Residents from a small Spanish town have found the myth of El Dorado too close for comfort and are fighting plans to excavate an old Roman gold mine in the area. They claim that, although the gold could be worth up to £365 million, the disruption caused by excavations would destroy the environment and ruin tourism.
Rio Narcea Gold Mines Ltd, a Toronto based mining company, has found that Tapia de Casariego is literally sitting on a gold mine. The gold lies in the bedrock of two lagoons located just outside the town and remained when the Romans left the Asturias province 2,000 years ago.

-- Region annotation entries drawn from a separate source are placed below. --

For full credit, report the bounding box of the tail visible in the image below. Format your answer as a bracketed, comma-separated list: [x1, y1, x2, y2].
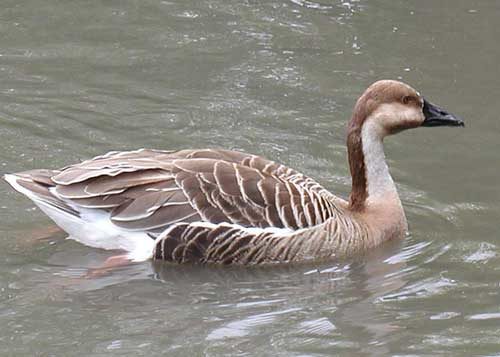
[3, 170, 80, 217]
[3, 170, 154, 261]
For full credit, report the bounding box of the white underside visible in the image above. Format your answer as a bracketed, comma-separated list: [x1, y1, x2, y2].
[4, 174, 292, 262]
[4, 175, 155, 262]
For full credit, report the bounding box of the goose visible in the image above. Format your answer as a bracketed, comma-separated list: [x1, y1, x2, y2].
[4, 80, 464, 265]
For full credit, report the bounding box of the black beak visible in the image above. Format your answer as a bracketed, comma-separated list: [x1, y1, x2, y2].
[422, 99, 465, 126]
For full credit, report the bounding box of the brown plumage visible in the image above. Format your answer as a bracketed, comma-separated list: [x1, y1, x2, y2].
[2, 81, 459, 264]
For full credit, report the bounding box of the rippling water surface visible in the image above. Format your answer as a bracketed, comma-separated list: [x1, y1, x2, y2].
[0, 0, 500, 356]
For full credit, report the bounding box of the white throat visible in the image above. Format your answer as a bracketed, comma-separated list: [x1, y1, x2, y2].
[361, 118, 397, 201]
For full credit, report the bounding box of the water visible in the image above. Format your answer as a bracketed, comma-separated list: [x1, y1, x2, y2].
[0, 0, 500, 356]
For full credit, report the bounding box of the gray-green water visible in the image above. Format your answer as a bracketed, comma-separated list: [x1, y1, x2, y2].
[0, 0, 500, 356]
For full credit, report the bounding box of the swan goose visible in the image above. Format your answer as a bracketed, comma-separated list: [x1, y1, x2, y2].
[4, 80, 464, 264]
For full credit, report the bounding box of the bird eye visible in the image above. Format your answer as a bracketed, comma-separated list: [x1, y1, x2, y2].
[403, 95, 413, 104]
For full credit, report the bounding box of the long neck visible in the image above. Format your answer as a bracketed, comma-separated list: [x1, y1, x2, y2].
[347, 118, 398, 211]
[361, 120, 397, 201]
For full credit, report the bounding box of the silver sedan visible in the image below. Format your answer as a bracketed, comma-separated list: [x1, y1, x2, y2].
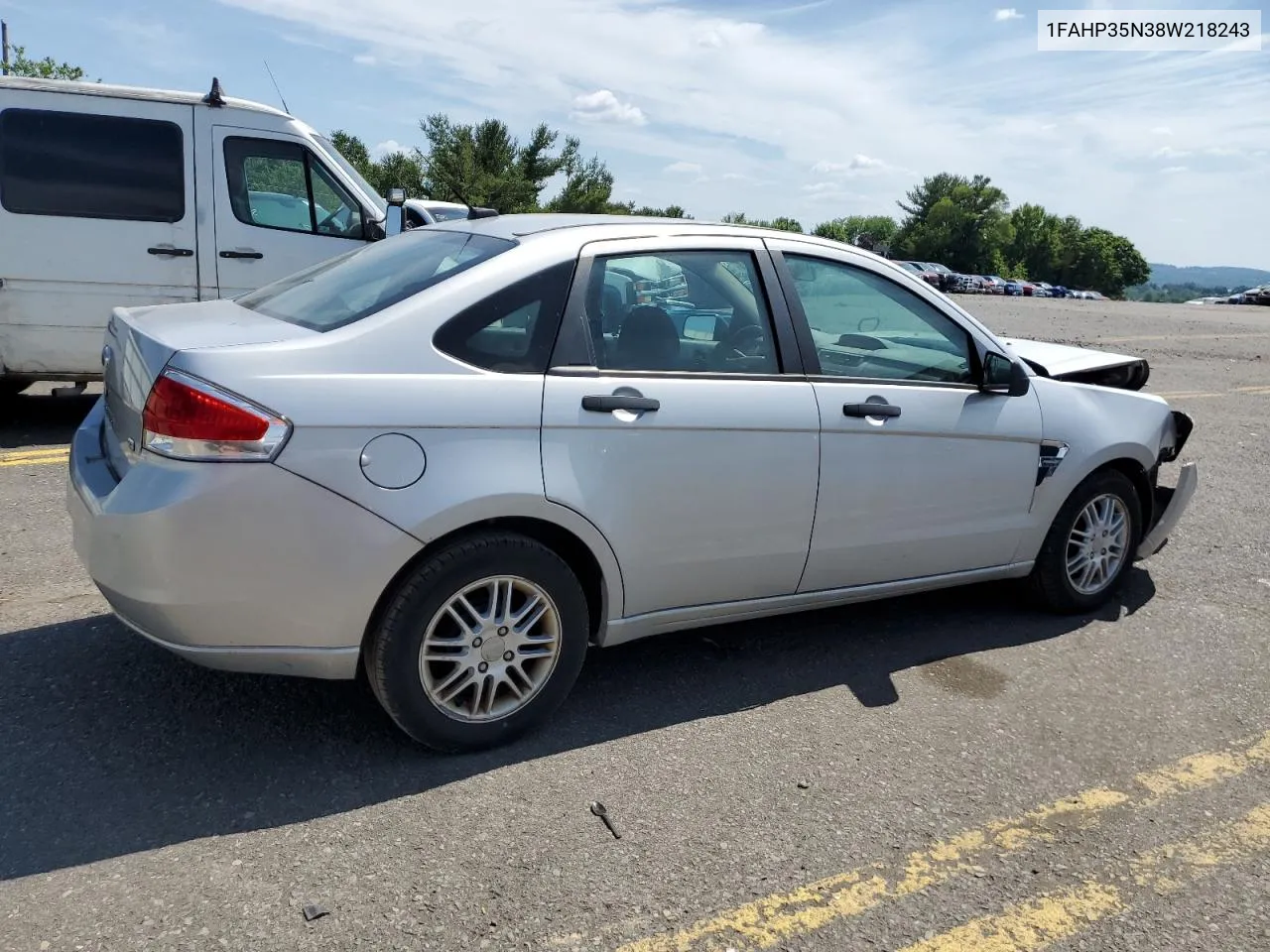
[67, 216, 1195, 750]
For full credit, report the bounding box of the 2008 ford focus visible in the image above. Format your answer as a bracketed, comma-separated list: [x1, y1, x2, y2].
[68, 216, 1197, 750]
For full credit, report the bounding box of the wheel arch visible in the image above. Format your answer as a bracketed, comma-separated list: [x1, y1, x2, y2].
[358, 509, 622, 667]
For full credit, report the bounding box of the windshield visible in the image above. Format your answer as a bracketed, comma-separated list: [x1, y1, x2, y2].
[314, 135, 389, 214]
[235, 228, 516, 331]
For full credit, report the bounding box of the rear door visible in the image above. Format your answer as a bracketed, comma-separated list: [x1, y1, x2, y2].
[543, 237, 820, 617]
[209, 126, 367, 298]
[768, 241, 1042, 591]
[0, 92, 198, 376]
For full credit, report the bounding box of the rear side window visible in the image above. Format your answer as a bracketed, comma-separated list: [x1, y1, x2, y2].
[236, 228, 516, 331]
[433, 260, 574, 373]
[0, 109, 186, 222]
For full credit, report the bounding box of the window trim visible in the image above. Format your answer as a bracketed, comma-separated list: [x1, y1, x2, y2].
[0, 105, 185, 225]
[546, 235, 806, 381]
[221, 136, 369, 242]
[768, 245, 984, 393]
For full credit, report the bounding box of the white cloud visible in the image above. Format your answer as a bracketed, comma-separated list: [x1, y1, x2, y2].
[218, 0, 1270, 267]
[571, 89, 648, 126]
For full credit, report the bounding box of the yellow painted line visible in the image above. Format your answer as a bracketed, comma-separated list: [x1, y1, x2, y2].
[618, 733, 1270, 952]
[0, 447, 69, 466]
[901, 883, 1125, 952]
[901, 803, 1270, 952]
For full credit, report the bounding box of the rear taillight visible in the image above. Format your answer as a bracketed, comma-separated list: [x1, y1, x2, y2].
[141, 369, 291, 462]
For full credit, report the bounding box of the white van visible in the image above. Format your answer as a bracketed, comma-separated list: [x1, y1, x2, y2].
[0, 77, 400, 396]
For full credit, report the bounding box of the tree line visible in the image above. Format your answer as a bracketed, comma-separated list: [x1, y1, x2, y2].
[2, 37, 1151, 298]
[331, 121, 1151, 298]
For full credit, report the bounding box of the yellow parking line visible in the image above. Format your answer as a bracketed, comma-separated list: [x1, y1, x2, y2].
[901, 803, 1270, 952]
[618, 733, 1270, 952]
[0, 447, 69, 466]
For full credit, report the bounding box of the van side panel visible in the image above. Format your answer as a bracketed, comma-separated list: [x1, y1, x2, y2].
[0, 87, 197, 380]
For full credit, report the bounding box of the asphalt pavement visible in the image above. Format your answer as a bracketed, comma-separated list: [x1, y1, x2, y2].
[0, 298, 1270, 952]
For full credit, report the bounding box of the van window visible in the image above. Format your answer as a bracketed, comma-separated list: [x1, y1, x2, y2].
[225, 136, 366, 240]
[0, 109, 186, 223]
[235, 228, 516, 331]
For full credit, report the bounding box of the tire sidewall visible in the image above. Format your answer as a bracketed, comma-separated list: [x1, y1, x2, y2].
[1052, 471, 1142, 608]
[371, 536, 589, 752]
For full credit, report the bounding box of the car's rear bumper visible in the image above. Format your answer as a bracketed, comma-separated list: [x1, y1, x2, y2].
[67, 401, 419, 678]
[1137, 462, 1199, 559]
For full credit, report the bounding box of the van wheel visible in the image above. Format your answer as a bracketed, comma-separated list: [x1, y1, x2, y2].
[366, 534, 589, 753]
[1029, 470, 1142, 615]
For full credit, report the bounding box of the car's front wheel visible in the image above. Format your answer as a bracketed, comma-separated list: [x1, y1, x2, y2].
[1030, 470, 1142, 615]
[366, 534, 589, 752]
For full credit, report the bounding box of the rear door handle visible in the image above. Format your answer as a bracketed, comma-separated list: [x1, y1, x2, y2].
[581, 394, 662, 414]
[842, 404, 899, 416]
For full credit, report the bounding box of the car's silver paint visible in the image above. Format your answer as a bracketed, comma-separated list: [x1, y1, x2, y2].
[69, 216, 1194, 676]
[599, 562, 1033, 647]
[67, 401, 421, 674]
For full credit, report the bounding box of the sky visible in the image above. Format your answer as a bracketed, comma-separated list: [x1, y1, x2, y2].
[0, 0, 1270, 269]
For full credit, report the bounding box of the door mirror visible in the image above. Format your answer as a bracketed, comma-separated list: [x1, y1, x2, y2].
[979, 350, 1031, 396]
[384, 187, 405, 237]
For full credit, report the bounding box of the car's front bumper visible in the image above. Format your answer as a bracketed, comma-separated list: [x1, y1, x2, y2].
[1137, 462, 1199, 559]
[67, 401, 421, 678]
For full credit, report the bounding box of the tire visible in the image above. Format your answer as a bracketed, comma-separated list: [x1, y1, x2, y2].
[366, 532, 590, 753]
[1028, 470, 1142, 615]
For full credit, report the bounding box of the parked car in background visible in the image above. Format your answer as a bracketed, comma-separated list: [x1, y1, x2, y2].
[0, 76, 390, 396]
[67, 214, 1197, 750]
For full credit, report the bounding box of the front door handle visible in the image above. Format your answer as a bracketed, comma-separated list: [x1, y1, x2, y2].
[581, 394, 662, 414]
[842, 404, 899, 416]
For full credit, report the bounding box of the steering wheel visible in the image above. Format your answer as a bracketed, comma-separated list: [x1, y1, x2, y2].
[712, 323, 770, 367]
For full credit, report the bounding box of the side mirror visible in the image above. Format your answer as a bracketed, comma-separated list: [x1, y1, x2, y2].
[384, 187, 405, 237]
[979, 350, 1031, 396]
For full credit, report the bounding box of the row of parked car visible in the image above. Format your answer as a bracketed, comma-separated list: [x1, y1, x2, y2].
[1187, 285, 1270, 307]
[895, 262, 1103, 300]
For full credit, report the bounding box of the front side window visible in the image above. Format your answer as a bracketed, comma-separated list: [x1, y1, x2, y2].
[785, 254, 974, 384]
[0, 109, 186, 223]
[235, 228, 516, 331]
[225, 137, 366, 240]
[586, 251, 780, 373]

A ‘no gold’ petition has been signed by many of the towns 4,500 inhabitants, most of whom are fishermen, cattle farmers and hoteliers. They are fearful that the huge crater and pile of rubble produced by excavations will be “a brutal and irreversible aggression against the environment, marine life, the landscape and the archaeological heritage”. The jobs and infrastructure created by the mining would be no compensation for the environmental impact, they say.
Their views have the support of the provincial government and Gervasio Acevedo, the Mayor of Tapia de Casariego, who has insisted that the gold remains in the ground. “We will put all our efforts towards preventing the mine project from being carried out,” he said.
The town claims it has no need to dig up its heritage to become rich. According to Mr Acevedo, the town could become just as wealthy from the proceeds of the area’s burgeoning tourism.
... I suspect we'll be hearing more about this.